In recent years, we have experienced a sprawling, almost German-style debate about British identity and Europe. What is Britain? When was Britain? Does Britain still exist? Will Britain survive? Britain has been declared “dead” by Andrew Marr and “abolished” by Peter Hitchens. For decades, people have thought of Britain as a classic nation state. Now Norman Davies tells us that Britain was never a nation state. Anthony Barnett says that Britain was never a nation, although England was. But Roger Scruton, in his extraordinary book on England, informs us that England-which he thinks is also dead-was not a nation either, just a country, a land, home. One begins to long for the pellucid simplicities of the German debate about identity, with its elementary distinctions between Staatsvolk and Kulturvolk, and so on.
More prosaically, the answer to the question, “Is Britain European?” may be very different if given from what are now sometimes curiously called “the devolved territories,” of Scotland, Wales and Northern Ireland. Indeed, Anthony Barnett argues in his book This Time that British opposition to Europe is really English opposition to Europe.
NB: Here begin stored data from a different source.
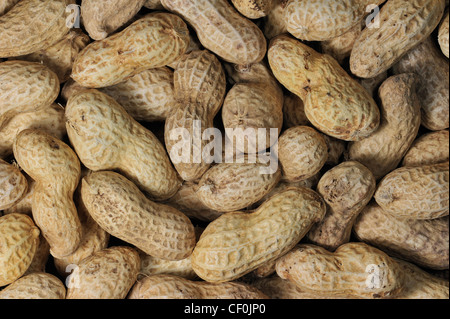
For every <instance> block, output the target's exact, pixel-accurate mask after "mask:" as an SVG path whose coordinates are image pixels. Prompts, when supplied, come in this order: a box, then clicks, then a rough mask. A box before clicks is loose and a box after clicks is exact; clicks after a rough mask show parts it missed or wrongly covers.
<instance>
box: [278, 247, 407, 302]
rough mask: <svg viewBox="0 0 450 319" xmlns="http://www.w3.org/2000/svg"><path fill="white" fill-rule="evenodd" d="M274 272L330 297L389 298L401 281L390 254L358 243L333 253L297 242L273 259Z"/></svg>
mask: <svg viewBox="0 0 450 319" xmlns="http://www.w3.org/2000/svg"><path fill="white" fill-rule="evenodd" d="M276 271H277V274H278V276H280V277H281V278H283V279H287V280H290V281H292V282H294V283H295V284H296V286H297V287H299V288H300V289H302V290H304V291H305V292H309V293H312V294H317V295H324V296H330V297H331V296H335V297H342V296H349V295H353V296H355V297H359V298H370V299H377V298H392V297H394V296H395V295H397V294H399V293H400V292H401V290H402V288H403V284H404V278H403V277H404V274H403V270H402V269H401V268H400V266H399V265H398V264H397V263H396V262H395V261H394V260H393V259H392V258H391V257H389V256H388V255H387V254H385V253H384V252H382V251H381V250H379V249H377V248H374V247H371V246H369V245H367V244H365V243H360V242H351V243H346V244H343V245H342V246H340V247H339V248H338V249H337V250H336V251H335V252H329V251H328V250H326V249H325V248H323V247H320V246H316V245H312V244H301V245H298V246H296V247H295V248H294V249H292V250H291V251H289V252H288V253H287V254H286V255H284V256H283V257H281V258H280V259H279V260H278V261H277V264H276Z"/></svg>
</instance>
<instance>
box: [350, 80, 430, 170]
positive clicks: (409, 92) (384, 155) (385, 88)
mask: <svg viewBox="0 0 450 319" xmlns="http://www.w3.org/2000/svg"><path fill="white" fill-rule="evenodd" d="M416 83H417V81H416V76H415V75H414V74H413V73H403V74H400V75H395V76H392V77H389V78H388V79H387V80H386V81H384V82H383V84H382V85H381V87H380V89H379V96H380V100H381V104H380V110H381V123H380V126H379V127H378V129H377V130H376V131H375V132H374V133H373V134H372V135H371V136H369V137H367V138H365V139H363V140H361V141H356V142H351V143H350V144H349V146H348V158H349V159H351V160H354V161H358V162H360V163H362V164H363V165H365V166H366V167H367V168H369V169H370V170H371V171H372V173H373V175H374V176H375V178H376V179H380V178H381V177H383V176H385V175H386V174H387V173H389V172H391V171H393V170H394V169H395V168H396V167H397V166H398V164H399V163H400V162H401V160H402V158H403V156H404V155H405V154H406V152H407V151H408V149H409V148H410V146H411V144H412V143H413V142H414V140H415V138H416V136H417V133H418V131H419V127H420V120H421V117H420V100H419V99H418V97H417V94H416Z"/></svg>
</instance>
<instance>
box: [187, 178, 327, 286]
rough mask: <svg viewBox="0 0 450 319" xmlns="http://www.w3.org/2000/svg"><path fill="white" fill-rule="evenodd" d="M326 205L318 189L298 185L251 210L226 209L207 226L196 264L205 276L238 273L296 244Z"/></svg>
mask: <svg viewBox="0 0 450 319" xmlns="http://www.w3.org/2000/svg"><path fill="white" fill-rule="evenodd" d="M325 209H326V208H325V203H324V202H323V199H322V198H321V197H320V195H319V194H317V193H316V192H314V191H312V190H310V189H307V188H300V187H299V188H288V189H286V190H285V191H282V192H280V193H278V194H276V195H274V196H273V197H271V198H270V199H268V200H267V201H266V202H264V203H263V204H262V205H261V206H260V207H259V208H258V209H257V210H256V211H254V212H252V213H247V212H230V213H226V214H224V215H222V216H220V217H219V218H217V219H215V220H214V221H212V222H211V223H209V224H208V226H207V227H206V229H205V230H204V231H203V233H202V235H201V236H200V239H199V241H198V242H197V245H196V246H195V249H194V251H193V253H192V256H191V261H192V267H193V269H194V271H195V272H196V273H197V275H198V276H199V277H200V278H202V279H204V280H206V281H211V282H223V281H230V280H234V279H236V278H239V277H241V276H243V275H245V274H247V273H249V272H251V271H252V270H254V269H256V268H258V267H259V266H261V265H263V264H264V263H266V262H269V261H271V260H274V259H276V258H278V257H280V256H282V255H283V254H284V253H286V252H287V251H289V250H290V249H291V248H292V247H294V246H295V245H296V244H297V243H298V242H299V241H300V240H301V239H302V238H303V237H304V235H305V234H306V233H307V232H308V231H309V229H310V228H311V226H312V225H313V224H314V223H315V222H318V221H319V220H321V219H322V218H323V216H324V214H325Z"/></svg>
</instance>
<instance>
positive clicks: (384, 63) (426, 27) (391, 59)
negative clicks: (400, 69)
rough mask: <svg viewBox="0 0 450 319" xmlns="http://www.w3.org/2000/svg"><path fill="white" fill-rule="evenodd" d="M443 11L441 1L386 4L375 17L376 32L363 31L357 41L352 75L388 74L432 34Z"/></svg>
mask: <svg viewBox="0 0 450 319" xmlns="http://www.w3.org/2000/svg"><path fill="white" fill-rule="evenodd" d="M444 8H445V1H444V0H412V1H403V0H389V1H387V2H386V4H385V5H384V6H383V7H382V8H381V9H380V12H379V14H378V17H377V19H378V20H379V28H378V27H374V28H365V29H364V30H363V31H362V33H361V35H360V36H359V38H358V39H357V40H356V42H355V44H354V46H353V49H352V53H351V55H350V69H351V72H352V73H353V74H355V75H356V76H358V77H361V78H372V77H375V76H376V75H378V74H380V73H382V72H384V71H386V70H388V69H389V68H390V67H392V66H393V65H394V64H395V63H396V62H397V61H398V60H399V59H400V58H401V57H402V56H403V55H404V54H406V53H407V52H408V51H409V50H411V49H413V48H414V47H415V46H417V45H418V44H420V43H421V42H422V41H424V40H425V39H426V38H427V37H428V36H429V35H430V34H431V32H433V30H434V29H435V28H436V26H437V25H438V24H439V22H440V21H441V18H442V16H443V14H444ZM405 39H407V41H405Z"/></svg>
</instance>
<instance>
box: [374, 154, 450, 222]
mask: <svg viewBox="0 0 450 319" xmlns="http://www.w3.org/2000/svg"><path fill="white" fill-rule="evenodd" d="M448 184H449V175H448V162H445V163H439V164H431V165H423V166H418V167H400V168H397V169H395V170H394V171H392V172H391V173H389V174H387V175H386V176H385V177H384V178H383V179H382V180H381V181H380V182H379V184H378V186H377V190H376V192H375V194H374V198H375V200H376V202H377V203H378V205H380V206H381V207H382V208H383V210H384V211H386V212H388V213H391V214H393V215H394V216H398V217H401V218H408V219H433V218H439V217H442V216H446V215H448V212H449V201H448V200H449V194H448V192H449V189H448Z"/></svg>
For some, Britain can only be saved if we have more Europe; for others, England can only be saved if we have less. For both, though, the question is central. Hugo Young, in This Blessed Plot, says that the underlying question for the last 50 years has been “Could Britain… truly accept that her modern destiny was to be a European country?” But what does that mean? If the noun “Britain” is elusive, the adjective “European” is even more so. This is true in all European languages, but particularly in English.